Configure and/or train a span categorization model.

**Usage**:

```console
$ chemrel span [OPTIONS] COMMAND [ARGS]...
```

**Options**:

* `--help`: Show this message and exit.

**Commands**:

* `process-data`: Instructs to use the Prodigy function...
* `test`: Applies the best span categorization model...
* `tl-cpu`: Trains the span categorization (sc) model...
* `tl-gpu`: Trains the span categorization (sc) model...
* `train-cpu`: Trains the span categorization (sc) model...
* `train-gpu`: Trains the span categorization (sc) model...

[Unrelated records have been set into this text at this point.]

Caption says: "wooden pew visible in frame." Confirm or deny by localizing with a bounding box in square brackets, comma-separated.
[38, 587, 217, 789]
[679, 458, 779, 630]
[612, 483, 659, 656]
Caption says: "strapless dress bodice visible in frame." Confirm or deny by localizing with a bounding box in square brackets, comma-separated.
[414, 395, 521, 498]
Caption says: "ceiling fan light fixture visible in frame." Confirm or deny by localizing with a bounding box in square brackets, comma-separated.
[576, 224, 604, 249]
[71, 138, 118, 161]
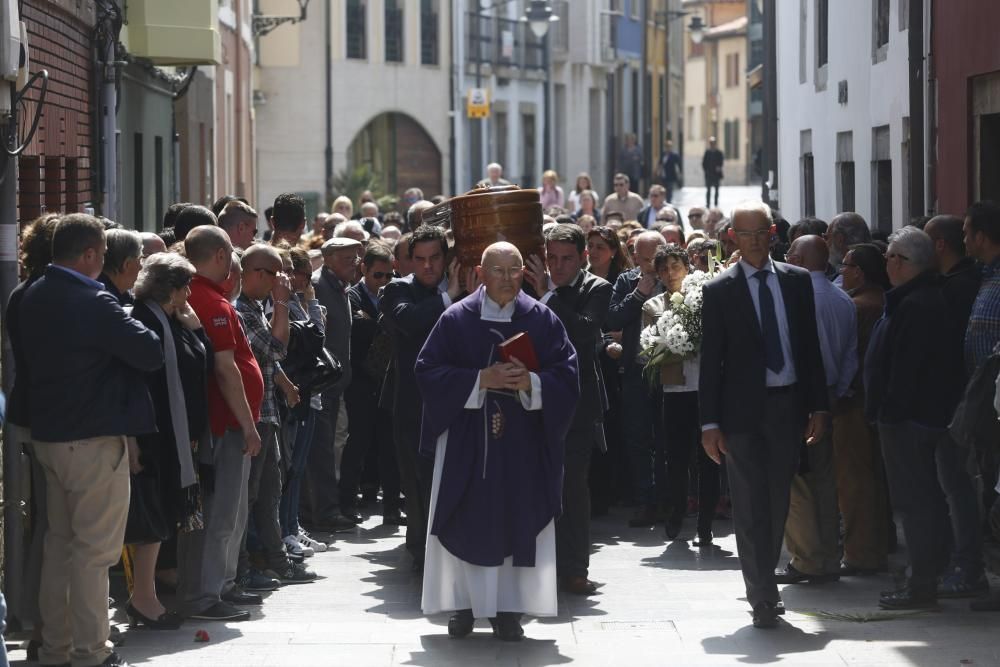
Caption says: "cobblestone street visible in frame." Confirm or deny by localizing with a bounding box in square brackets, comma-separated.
[12, 510, 1000, 667]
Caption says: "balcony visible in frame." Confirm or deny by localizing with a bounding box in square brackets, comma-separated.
[466, 12, 545, 78]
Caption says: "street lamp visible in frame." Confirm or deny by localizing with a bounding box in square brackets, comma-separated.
[521, 0, 559, 39]
[688, 16, 705, 44]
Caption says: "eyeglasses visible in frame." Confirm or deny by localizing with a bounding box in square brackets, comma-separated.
[734, 227, 771, 240]
[489, 266, 524, 280]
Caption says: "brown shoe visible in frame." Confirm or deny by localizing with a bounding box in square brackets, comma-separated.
[562, 577, 597, 595]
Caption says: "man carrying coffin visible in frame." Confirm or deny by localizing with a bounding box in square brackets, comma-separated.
[416, 243, 580, 641]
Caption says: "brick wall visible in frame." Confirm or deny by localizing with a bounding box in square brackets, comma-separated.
[18, 0, 97, 220]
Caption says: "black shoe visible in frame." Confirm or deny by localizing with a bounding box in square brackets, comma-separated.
[236, 569, 281, 591]
[628, 505, 656, 528]
[101, 651, 128, 667]
[878, 586, 938, 609]
[222, 587, 264, 605]
[490, 611, 524, 642]
[753, 602, 778, 629]
[969, 595, 1000, 611]
[840, 562, 878, 577]
[190, 602, 250, 621]
[691, 530, 713, 548]
[448, 609, 476, 639]
[382, 510, 406, 526]
[125, 602, 184, 630]
[340, 507, 365, 526]
[663, 514, 684, 540]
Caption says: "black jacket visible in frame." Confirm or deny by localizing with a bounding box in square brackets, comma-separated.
[379, 274, 445, 428]
[19, 266, 163, 442]
[604, 268, 663, 373]
[698, 262, 829, 433]
[545, 271, 611, 429]
[864, 271, 964, 428]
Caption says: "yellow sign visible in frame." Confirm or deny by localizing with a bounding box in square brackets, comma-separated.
[465, 88, 490, 118]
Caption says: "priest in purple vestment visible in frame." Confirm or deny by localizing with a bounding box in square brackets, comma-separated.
[416, 243, 580, 641]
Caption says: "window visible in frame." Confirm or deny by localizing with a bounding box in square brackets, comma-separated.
[726, 53, 740, 88]
[347, 0, 368, 60]
[153, 137, 164, 229]
[872, 0, 889, 62]
[816, 0, 830, 68]
[872, 125, 893, 232]
[132, 132, 146, 231]
[521, 113, 538, 188]
[385, 0, 405, 63]
[420, 0, 440, 66]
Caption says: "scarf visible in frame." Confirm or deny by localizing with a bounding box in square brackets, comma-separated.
[146, 301, 204, 488]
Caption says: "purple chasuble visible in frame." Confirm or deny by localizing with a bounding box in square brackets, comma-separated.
[415, 287, 580, 567]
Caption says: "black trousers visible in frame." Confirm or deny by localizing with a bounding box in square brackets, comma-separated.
[299, 394, 341, 525]
[705, 178, 719, 208]
[663, 391, 719, 533]
[393, 418, 434, 563]
[556, 424, 602, 577]
[340, 373, 399, 509]
[724, 390, 805, 607]
[878, 423, 955, 595]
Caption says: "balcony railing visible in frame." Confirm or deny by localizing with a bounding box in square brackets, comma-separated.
[466, 12, 545, 70]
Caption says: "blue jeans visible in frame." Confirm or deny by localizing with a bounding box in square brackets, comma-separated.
[278, 409, 316, 537]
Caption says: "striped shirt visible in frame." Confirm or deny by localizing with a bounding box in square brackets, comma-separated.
[965, 257, 1000, 377]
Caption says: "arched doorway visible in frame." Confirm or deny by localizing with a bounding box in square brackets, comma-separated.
[347, 112, 441, 199]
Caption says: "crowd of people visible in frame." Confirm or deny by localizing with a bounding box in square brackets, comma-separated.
[4, 164, 1000, 666]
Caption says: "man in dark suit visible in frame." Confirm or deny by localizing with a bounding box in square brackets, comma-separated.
[525, 225, 611, 595]
[379, 225, 461, 571]
[606, 232, 667, 528]
[698, 202, 829, 628]
[340, 242, 402, 525]
[19, 214, 163, 667]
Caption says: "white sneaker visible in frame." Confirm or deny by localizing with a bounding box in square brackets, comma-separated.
[298, 528, 327, 554]
[281, 535, 316, 558]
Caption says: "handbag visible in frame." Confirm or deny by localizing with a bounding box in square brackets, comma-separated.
[125, 472, 170, 544]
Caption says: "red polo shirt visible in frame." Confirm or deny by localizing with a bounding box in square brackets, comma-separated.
[188, 275, 264, 435]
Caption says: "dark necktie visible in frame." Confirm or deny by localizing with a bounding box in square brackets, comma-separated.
[753, 271, 785, 373]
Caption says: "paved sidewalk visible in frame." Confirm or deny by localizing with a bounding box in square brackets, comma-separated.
[11, 510, 1000, 667]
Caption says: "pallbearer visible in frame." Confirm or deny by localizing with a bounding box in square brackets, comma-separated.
[416, 243, 580, 641]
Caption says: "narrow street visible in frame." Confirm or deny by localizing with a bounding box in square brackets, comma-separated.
[11, 509, 1000, 667]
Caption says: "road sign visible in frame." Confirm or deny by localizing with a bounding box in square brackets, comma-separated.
[465, 88, 490, 118]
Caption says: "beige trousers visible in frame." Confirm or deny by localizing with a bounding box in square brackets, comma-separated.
[34, 436, 129, 667]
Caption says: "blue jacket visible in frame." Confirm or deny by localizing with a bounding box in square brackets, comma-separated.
[18, 266, 163, 442]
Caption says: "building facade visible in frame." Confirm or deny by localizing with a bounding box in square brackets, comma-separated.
[683, 0, 749, 186]
[255, 0, 453, 212]
[775, 0, 922, 231]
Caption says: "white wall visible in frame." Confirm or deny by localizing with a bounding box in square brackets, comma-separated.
[776, 0, 909, 228]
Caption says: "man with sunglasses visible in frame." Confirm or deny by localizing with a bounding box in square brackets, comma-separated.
[340, 240, 404, 525]
[698, 201, 829, 628]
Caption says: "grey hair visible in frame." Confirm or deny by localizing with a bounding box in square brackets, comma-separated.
[729, 199, 774, 227]
[104, 229, 142, 273]
[135, 252, 195, 305]
[889, 226, 934, 270]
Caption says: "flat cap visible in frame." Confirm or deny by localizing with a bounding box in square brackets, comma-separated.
[322, 236, 361, 255]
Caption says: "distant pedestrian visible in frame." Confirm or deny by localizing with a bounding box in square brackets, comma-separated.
[701, 137, 726, 208]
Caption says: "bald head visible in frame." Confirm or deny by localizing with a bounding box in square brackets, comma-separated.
[788, 234, 830, 271]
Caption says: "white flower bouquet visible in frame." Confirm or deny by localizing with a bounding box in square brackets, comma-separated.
[639, 271, 715, 384]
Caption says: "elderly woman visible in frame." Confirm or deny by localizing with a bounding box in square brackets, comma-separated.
[642, 245, 719, 547]
[125, 253, 212, 630]
[538, 169, 566, 211]
[573, 190, 601, 224]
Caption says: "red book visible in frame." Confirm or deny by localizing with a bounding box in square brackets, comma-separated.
[497, 332, 539, 371]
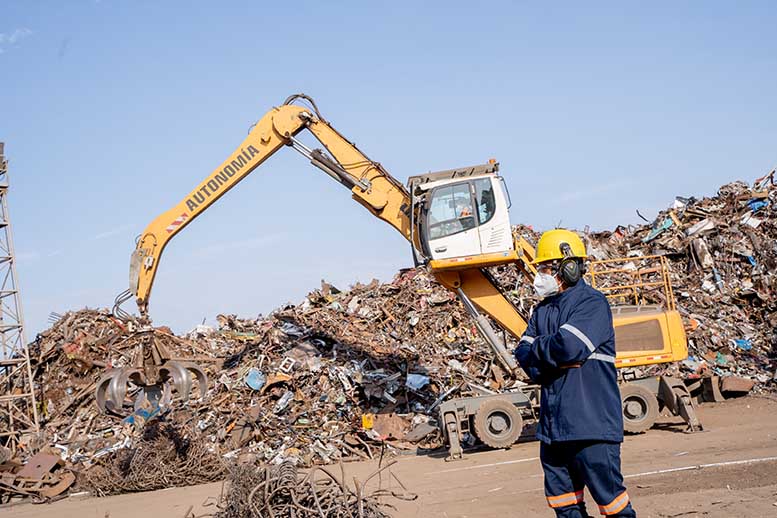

### `chemrel span process-data`

Instructs to use the Prodigy function (data-to-spacy) for data processing.

**Usage**:

```console
$ chemrel span process-data [OPTIONS]
```

**Options**:

* `--help`: Show this message and exit.

### `chemrel span test`

Applies the best span categorization model to unseen text and measures accuracy at different thresholds.

**Usage**:

```console
$ chemrel span test [OPTIONS]
```

**Options**:

* `--trained-model TEXT`: File path of trained model to be used  [default: sctraining/model-best]
* `--test-file TEXT`: File path of test data corpus  [default: scdata/test.spacy]
* `--gpu-id TEXT`: The GPU device identifier to be used
* `--help`: Show this message and exit.

### `chemrel span tl-cpu`

Trains the span categorization (sc) model using transfer learning on the CPU and evaluates it on the dev corpus.

**Usage**:

```console
$ chemrel span tl-cpu [OPTIONS]
```

**Options**:

* `--tl-tok2vec-config TEXT`: File path of config file for Tok2Vec span categorization model  [default: configs/sc_TL_tok2vec.cfg]
* `--train-file TEXT`: File path of training data corpus  [default: scdata/train.spacy]
* `--dev-file TEXT`: File path of dev corpus  [default: scdata/dev.spacy]
* `--help`: Show this message and exit.

### `chemrel span tl-gpu`

Trains the span categorization (sc) model using transfer learning on the GPU and evaluates it on the dev corpus.

**Usage**:

```console
$ chemrel span tl-gpu [OPTIONS]
```

**Options**:

* `--tl-trf-config TEXT`: File path of config file for transformer span categorization model  [default: configs/sc_TL_trf.cfg]
* `--train-file TEXT`: File path of training data corpus  [default: scdata/train.spacy]
* `--dev-file TEXT`: File path of dev corpus  [default: scdata/dev.spacy]
* `--gpu-id TEXT`: The GPU device identifier to be used  [default: 0]
* `--help`: Show this message and exit.

### `chemrel span train-cpu`

Trains the span categorization (sc) model on the CPU and evaluates it on the dev corpus.

**Usage**:

```console
$ chemrel span train-cpu [OPTIONS]
```

**Options**:

* `--tok2vec-config TEXT`: File path of config file for Tok2Vec span categorization model  [default: configs/sc_tok2vec.cfg]
* `--train-file TEXT`: File path of training data corpus  [default: scdata/train.spacy]
* `--dev-file TEXT`: File path of dev corpus  [default: scdata/dev.spacy]
* `--help`: Show this message and exit.

### `chemrel span train-gpu`

Trains the span categorization (sc) model on the GPU and evaluates it on the dev corpus.

**Usage**:

```console
$ chemrel span train-gpu [OPTIONS]
```

**Options**:

* `--trf-config TEXT`: File path of config file for transformer span categorization model  [default: configs/sc_trf.cfg]
* `--train-file TEXT`: File path of training data corpus  [default: scdata/train.spacy]
* `--dev-file TEXT`: File path of dev corpus  [default: scdata/dev.spacy]
* `--gpu-id TEXT`: The GPU device identifier to be used  [default: 0]
* `--help`: Show this message and exit.